La denuncia penal por la comisión de los delitos de defraudación a la administración pública, peculado, asociación ilícita y falsedad ideológica contra la directora ejecutiva y varios funcionarios más del Pami fue presentada por la diputada nacional Graciela Ocaña (Pro-Buenos Aires). “Es evidente que el Pami tiene una obsesión con otorgar sumas de dinero a empresas y centros de jubilados que recién inician [sus actividades] y cuyas sedes son fantasma”, sostuvo Ocaña. En agosto de este año la Policía Federal allanó la sede del Pami de Morón en busca de documentación sobre presuntas transferencias de dinero por más de 47 millones de pesos a centros de jubilados de Hurlingham, como parte de una causa en la que también se investigan domicilios fantasmas y el destino de esos fondos a planes sociales: una virtual caja política para financiar a la agrupación que lidera el diputado nacional Máximo Kirchner.

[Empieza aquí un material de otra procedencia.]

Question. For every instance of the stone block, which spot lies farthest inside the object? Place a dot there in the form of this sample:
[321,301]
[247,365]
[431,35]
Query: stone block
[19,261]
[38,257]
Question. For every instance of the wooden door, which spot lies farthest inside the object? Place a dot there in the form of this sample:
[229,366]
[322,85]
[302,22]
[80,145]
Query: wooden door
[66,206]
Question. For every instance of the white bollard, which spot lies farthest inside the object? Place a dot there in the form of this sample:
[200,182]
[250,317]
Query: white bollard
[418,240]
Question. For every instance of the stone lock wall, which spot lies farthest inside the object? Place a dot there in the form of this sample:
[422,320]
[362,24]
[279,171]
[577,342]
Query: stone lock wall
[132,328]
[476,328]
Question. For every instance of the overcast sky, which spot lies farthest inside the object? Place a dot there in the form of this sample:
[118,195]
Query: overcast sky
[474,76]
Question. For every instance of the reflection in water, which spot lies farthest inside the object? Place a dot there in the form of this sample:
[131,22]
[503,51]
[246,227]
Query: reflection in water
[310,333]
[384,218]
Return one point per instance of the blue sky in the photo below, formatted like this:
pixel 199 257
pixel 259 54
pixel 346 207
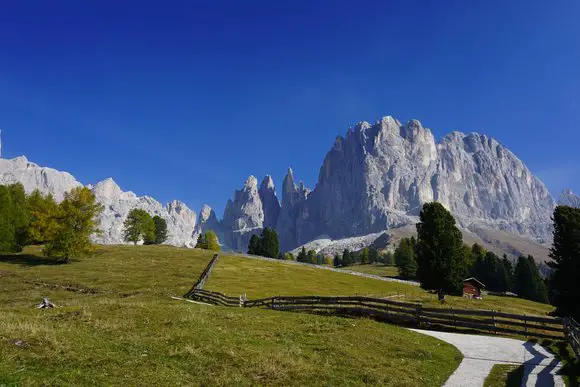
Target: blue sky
pixel 186 99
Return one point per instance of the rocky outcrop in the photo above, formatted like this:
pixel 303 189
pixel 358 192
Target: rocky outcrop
pixel 569 198
pixel 292 212
pixel 207 220
pixel 243 216
pixel 32 177
pixel 116 203
pixel 250 211
pixel 270 203
pixel 378 177
pixel 329 247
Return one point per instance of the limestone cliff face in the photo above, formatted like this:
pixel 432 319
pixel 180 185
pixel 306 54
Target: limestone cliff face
pixel 270 203
pixel 250 211
pixel 207 220
pixel 378 177
pixel 32 177
pixel 116 203
pixel 569 198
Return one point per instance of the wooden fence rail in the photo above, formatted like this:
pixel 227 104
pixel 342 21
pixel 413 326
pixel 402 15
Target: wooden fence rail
pixel 572 330
pixel 203 277
pixel 410 313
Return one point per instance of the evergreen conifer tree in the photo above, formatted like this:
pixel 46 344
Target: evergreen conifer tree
pixel 441 264
pixel 565 262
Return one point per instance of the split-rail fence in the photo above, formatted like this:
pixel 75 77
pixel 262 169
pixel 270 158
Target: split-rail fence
pixel 489 321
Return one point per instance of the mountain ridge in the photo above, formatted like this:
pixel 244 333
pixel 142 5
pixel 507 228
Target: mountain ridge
pixel 374 178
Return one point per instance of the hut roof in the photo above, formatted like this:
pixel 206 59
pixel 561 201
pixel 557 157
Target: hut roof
pixel 473 279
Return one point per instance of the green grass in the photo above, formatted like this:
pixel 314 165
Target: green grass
pixel 234 276
pixel 376 269
pixel 115 324
pixel 570 366
pixel 497 303
pixel 505 375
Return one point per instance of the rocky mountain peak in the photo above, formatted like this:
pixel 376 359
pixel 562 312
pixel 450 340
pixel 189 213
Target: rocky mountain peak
pixel 107 188
pixel 569 198
pixel 270 203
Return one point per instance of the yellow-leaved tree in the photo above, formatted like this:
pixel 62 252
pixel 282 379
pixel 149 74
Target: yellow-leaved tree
pixel 75 223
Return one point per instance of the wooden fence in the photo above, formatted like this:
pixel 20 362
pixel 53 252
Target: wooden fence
pixel 402 312
pixel 572 331
pixel 203 277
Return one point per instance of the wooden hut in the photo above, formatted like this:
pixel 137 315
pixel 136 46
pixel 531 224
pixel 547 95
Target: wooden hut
pixel 472 288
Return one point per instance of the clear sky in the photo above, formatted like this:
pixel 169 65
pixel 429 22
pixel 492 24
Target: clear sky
pixel 186 99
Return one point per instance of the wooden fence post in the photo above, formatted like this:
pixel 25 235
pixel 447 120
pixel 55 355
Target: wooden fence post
pixel 453 316
pixel 418 313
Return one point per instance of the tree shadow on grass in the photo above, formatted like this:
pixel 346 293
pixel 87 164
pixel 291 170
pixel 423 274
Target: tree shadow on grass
pixel 29 260
pixel 570 366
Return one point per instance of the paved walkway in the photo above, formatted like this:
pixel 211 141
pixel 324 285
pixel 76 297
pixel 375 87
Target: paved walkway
pixel 481 353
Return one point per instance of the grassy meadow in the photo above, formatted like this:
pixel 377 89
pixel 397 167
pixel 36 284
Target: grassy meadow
pixel 379 269
pixel 234 276
pixel 257 278
pixel 116 324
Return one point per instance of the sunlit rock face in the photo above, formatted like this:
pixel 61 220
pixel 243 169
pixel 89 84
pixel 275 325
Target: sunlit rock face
pixel 569 198
pixel 378 176
pixel 32 177
pixel 116 203
pixel 250 211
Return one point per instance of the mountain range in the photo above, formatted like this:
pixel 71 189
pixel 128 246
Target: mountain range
pixel 374 179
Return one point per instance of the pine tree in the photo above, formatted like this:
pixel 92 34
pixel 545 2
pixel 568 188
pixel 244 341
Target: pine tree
pixel 565 254
pixel 43 212
pixel 490 270
pixel 405 258
pixel 139 226
pixel 441 264
pixel 528 282
pixel 254 245
pixel 364 256
pixel 76 223
pixel 389 258
pixel 373 255
pixel 509 269
pixel 201 242
pixel 7 230
pixel 212 241
pixel 160 229
pixel 337 261
pixel 20 215
pixel 302 255
pixel 311 257
pixel 346 258
pixel 269 245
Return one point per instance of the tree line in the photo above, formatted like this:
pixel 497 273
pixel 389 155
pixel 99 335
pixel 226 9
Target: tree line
pixel 439 260
pixel 64 229
pixel 140 226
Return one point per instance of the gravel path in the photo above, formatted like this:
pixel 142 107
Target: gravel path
pixel 481 353
pixel 345 270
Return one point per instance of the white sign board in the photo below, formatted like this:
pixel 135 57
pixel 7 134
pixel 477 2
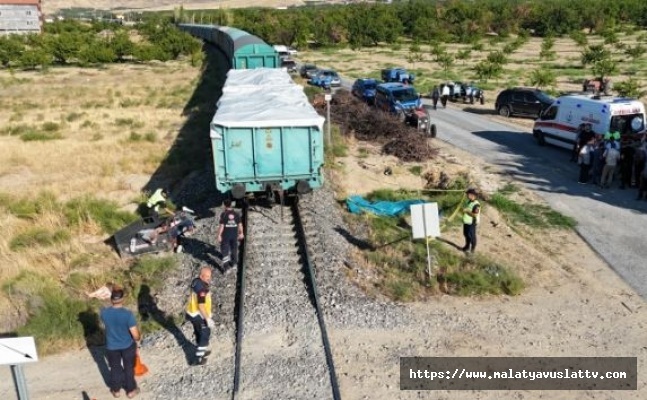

Otra muestra más de cómo se protege cierto sector de la política actuando corporativamente para tapar o minimizar sus intolerables desaguisados.

Un grupo de diputados de la oposición presentó un pedido de informes en el Congreso para que los funcionarios cuestionados rindan cuentas. Muy probablemente, el oficialismo se niegue a citarlos o, directamente, como es su costumbre, ni siquiera ponga el tema en agenda. Es que hay un trecho enorme entre lo que se pregona desde los atriles y lo que en definitiva se hace. Basta con echar un vistazo a la cuenta verificada de Twitter de Volnovich, donde se presenta como integrante de La Cámpora, directora ejecutiva del Pami y en la que inmediatamente después deja plasmada una frase que no le hace honor en ningún sentido: “Por un país donde el buen trato hacia las personas mayores sea ley”, sostiene. ¿Y si empieza por cumplirlo?